Plus tard, vers 150 avant J.C., un autre grammairien, Patanjali, commentateur de Panini, décrit une langue qui est sensiblement dans le même état. C’est toujours une langue vivante, parlée (dans la plaine du Gange), la langue maternelle d’une bonne partie de la population. Il cite pourtant des formes dialectales, et fait donc allusion à des « corruptions ». C’est toujours, pour lui, la langue, éternelle, sacrée, à protéger desdites corruptions.

Au début de l’ère chrétienne sont élaborées de grandes épopées, mêlant des faits historiques et des légendes populaires, et contenant les valeurs fondamentales de la culture hindoue, tels le Mahabharata, le Ramayana, ou les Purana (ces derniers, élaborés jusqu’au Xème siècle).

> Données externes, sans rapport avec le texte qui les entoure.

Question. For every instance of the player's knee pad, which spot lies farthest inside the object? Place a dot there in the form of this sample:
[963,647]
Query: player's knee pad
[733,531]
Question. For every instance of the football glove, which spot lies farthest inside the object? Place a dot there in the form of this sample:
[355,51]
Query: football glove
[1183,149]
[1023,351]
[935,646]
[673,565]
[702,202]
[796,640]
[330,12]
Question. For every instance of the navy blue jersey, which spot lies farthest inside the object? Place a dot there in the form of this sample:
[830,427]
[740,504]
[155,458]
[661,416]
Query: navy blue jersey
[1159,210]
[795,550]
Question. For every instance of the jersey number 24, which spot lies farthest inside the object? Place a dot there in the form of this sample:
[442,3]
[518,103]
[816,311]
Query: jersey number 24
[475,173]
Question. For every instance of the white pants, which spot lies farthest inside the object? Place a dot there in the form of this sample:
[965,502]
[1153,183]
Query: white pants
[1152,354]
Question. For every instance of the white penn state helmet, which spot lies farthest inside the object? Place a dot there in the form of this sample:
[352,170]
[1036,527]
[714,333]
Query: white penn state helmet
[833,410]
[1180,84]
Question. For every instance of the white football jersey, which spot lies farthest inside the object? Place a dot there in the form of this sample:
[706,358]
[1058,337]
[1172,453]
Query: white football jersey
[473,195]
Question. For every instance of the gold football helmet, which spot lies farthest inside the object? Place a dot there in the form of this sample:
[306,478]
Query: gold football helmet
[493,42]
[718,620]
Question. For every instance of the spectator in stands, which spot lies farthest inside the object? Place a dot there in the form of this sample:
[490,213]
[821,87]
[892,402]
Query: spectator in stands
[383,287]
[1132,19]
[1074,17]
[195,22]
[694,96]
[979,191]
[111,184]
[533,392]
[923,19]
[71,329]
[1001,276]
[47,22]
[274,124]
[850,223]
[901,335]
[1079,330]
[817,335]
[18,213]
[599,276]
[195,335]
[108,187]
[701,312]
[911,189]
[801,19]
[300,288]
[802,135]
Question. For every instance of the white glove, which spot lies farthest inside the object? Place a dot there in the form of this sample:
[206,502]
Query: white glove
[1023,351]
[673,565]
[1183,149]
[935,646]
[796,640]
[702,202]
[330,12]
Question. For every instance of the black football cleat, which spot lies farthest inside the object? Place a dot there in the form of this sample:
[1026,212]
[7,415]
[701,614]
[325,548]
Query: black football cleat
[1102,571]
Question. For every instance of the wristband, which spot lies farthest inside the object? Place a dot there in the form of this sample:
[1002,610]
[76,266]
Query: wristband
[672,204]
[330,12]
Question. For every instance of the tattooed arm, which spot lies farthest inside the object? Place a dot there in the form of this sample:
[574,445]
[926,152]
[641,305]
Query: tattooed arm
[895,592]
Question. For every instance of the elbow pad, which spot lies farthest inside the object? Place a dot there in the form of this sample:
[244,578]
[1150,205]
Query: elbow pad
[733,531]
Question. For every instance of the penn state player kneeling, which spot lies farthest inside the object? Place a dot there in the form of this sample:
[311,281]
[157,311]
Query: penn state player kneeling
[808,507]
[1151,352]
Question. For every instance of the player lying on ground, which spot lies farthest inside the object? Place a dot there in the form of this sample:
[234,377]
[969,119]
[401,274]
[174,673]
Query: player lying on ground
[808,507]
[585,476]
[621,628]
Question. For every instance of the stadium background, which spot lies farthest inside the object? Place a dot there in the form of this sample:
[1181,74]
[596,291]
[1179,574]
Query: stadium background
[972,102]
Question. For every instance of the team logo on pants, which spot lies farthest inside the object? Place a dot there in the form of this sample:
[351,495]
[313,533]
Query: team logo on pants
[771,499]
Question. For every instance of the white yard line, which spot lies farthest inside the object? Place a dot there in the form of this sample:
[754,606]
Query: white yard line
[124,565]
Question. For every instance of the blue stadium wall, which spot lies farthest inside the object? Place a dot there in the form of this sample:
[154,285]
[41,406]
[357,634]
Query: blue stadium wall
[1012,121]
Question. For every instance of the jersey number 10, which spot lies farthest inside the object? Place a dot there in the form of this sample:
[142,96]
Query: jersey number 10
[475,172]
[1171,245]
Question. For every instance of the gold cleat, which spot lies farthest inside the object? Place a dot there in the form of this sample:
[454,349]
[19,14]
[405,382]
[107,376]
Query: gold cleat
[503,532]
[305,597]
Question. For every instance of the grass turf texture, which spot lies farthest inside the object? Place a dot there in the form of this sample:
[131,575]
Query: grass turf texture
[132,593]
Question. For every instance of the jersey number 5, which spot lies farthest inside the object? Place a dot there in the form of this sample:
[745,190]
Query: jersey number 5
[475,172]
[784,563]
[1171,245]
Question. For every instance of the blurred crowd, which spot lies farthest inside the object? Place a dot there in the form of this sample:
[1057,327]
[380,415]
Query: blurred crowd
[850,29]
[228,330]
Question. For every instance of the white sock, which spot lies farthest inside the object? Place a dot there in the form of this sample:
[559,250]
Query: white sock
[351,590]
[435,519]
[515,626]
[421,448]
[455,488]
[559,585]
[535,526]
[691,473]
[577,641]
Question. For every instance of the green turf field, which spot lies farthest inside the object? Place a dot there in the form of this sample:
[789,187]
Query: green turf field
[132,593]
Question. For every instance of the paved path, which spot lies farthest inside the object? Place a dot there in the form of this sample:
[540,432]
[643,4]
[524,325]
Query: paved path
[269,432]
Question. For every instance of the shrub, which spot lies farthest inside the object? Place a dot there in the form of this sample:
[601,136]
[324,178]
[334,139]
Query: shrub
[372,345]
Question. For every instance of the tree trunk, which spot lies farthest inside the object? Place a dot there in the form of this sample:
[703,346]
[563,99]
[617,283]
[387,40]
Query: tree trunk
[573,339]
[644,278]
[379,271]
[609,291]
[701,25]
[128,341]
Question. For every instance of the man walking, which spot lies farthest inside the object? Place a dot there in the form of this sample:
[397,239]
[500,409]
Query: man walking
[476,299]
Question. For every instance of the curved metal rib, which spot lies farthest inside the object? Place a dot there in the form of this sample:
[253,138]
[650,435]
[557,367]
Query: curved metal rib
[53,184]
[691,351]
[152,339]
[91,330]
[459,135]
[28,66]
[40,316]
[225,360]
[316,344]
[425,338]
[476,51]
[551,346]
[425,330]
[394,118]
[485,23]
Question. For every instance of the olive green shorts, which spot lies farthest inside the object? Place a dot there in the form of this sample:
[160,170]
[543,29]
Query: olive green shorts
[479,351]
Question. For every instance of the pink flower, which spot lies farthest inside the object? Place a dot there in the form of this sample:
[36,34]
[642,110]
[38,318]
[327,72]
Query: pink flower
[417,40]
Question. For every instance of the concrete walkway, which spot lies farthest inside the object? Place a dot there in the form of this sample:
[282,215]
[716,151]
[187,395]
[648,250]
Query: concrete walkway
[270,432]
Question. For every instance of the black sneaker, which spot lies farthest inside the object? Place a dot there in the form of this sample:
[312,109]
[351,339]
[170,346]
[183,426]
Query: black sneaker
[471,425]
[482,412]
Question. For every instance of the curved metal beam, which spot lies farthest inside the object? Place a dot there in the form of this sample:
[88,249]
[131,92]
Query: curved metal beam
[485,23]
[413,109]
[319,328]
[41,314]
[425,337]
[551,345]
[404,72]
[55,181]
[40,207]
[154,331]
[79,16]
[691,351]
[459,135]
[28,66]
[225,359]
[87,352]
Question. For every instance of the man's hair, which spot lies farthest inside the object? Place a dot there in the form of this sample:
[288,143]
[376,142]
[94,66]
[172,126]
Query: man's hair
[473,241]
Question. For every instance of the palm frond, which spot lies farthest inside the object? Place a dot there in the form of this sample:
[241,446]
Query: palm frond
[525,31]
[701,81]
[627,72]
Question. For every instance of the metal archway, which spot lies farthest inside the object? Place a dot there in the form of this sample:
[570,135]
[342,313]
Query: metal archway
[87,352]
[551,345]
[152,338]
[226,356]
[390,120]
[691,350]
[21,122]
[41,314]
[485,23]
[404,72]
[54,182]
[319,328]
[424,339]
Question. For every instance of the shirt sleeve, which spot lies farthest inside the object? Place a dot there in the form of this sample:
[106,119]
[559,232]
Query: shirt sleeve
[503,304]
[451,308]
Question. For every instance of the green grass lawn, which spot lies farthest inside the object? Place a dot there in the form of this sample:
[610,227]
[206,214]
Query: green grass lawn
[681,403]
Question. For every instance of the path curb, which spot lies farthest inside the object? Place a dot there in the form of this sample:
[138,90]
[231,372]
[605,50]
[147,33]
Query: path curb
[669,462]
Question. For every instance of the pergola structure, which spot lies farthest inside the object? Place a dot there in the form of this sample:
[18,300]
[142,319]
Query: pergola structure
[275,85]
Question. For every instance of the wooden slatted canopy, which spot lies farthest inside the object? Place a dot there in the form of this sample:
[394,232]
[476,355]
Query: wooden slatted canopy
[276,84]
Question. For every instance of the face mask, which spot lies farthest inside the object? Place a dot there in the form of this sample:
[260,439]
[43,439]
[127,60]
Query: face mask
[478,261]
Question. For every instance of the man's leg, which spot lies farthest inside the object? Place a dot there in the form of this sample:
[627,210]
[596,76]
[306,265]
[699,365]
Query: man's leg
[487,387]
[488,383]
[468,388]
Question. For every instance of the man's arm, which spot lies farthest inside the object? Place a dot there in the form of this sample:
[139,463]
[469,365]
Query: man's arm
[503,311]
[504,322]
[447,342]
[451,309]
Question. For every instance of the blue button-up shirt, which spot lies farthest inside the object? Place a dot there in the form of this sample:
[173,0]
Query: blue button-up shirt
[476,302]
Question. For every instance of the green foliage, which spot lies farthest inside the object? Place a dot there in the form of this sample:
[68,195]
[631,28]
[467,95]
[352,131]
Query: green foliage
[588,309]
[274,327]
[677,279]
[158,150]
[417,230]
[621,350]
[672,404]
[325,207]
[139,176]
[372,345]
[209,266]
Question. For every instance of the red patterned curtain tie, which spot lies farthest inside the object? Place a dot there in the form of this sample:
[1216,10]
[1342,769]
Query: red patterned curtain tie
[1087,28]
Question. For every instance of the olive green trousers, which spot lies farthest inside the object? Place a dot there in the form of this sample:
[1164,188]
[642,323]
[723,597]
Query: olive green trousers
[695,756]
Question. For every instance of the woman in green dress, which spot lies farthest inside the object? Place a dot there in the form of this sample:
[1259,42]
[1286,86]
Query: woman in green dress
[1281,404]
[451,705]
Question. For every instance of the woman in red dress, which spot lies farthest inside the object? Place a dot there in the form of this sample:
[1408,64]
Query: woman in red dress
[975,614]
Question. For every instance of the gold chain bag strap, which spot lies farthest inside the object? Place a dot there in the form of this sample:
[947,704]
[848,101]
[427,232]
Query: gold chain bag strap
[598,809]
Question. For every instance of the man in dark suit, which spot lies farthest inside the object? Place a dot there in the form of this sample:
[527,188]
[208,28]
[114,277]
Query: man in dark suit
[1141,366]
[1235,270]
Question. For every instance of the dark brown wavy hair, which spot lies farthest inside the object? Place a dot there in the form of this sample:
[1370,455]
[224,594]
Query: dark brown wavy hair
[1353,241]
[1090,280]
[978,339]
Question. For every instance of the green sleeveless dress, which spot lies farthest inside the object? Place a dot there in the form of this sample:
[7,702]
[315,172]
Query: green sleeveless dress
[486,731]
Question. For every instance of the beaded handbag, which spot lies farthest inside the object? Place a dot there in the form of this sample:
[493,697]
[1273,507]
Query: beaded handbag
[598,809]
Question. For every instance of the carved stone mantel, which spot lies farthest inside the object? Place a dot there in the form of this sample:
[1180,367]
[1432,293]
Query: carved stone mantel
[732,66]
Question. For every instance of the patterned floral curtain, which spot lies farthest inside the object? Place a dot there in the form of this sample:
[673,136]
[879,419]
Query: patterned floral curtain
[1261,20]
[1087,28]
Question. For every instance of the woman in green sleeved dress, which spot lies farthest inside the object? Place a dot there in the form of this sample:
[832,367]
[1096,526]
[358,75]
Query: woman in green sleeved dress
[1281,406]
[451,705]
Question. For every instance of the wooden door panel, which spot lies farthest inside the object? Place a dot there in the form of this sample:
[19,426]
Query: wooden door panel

Le terme samskrita apparaît en fait plusieurs siècles après J.C., pour désigner cette langue. C’est un terme qui existe déjà, signifiant « construit, préparé, parfait ». Il est jusque là utilisé pour qualifier… un mets cuisiné correctement, conformément à une recette. Le langage est samskrita quand il est construit selon les règles de la grammaire. Le sanskrit s’oppose au(x) prakrit(s), langue courante dérivée du sanskrit, désignée par un terme qui signifie « à l’état naturel, peu soigné ».

II – LA LANGUE

Les bases du sanskrit sont indo-européennes, proches de celles de la proto-langue reconstituée, avec parfois une accentuation de certains traits qui sont disparus dans d’autres langues. On comparera le sanskrit à cette proto-langue décrite à la page sur l’indo-européen.

Structure :

  • déclinaisons à 7 cas, avec le locatif et l’instrumental, mais le vocatif est considéré comme une variante du nominatif ;
  • 3 nombres (singulier, pluriel, duel) et 3 genres (masculin, féminin, neutre) ;
  • en conjugaison, 10 classes de verbes, possédant des modes, des temps, la voix passive, le tout à l’aide de désinences comme en latin ; le subjonctif existe en langue védique, mais a disparu en langue classique.

L’importance et la complexité de la morphologie correspondent à une simplicité relative de la syntaxe : l’usage des prépositions, et même celui des conjonctions, se sont fortement restreints entre la langue védique et la langue classique.

Lexique :

La grande richesse des formations lexicales compense aussi la pauvreté syntaxique :

  • tout nom peut être la base d’un verbe ; les possibilités de la dérivation sont quasi illimitées, grâce à une quantité de suffixes, dont beaucoup permettent de faire l’économie d’un syntagme complet ;
  • la composition utilise plusieurs procédés qui peuvent s’ajouter, un composé servant alors de base à un autre composé, ce qui donne des noms composés parfois interminables ;
  • un dictionnaire, commencé en 1939, élaboré à partir de 2000 textes et répertoriant des mots simples et des composés de deux ou trois termes au maximum, n’a pas encore pu être achevé à la fin du XXème siècle, et l’on prévoit au moins 100 000 pages grand format à 2 colonnes, soit des millions de termes.

Littérature :

Le sanskrit est la langue qui possède la littérature la plus abondante au monde : religion et mythologie, philosophie, poésie, théâtre, grammaire, droit, médecine, mathématiques et autres sciences… Un nouveau vocabulaire scientifique, technique, politique a été créé, et la production littéraire moderne n’est pas négligeable.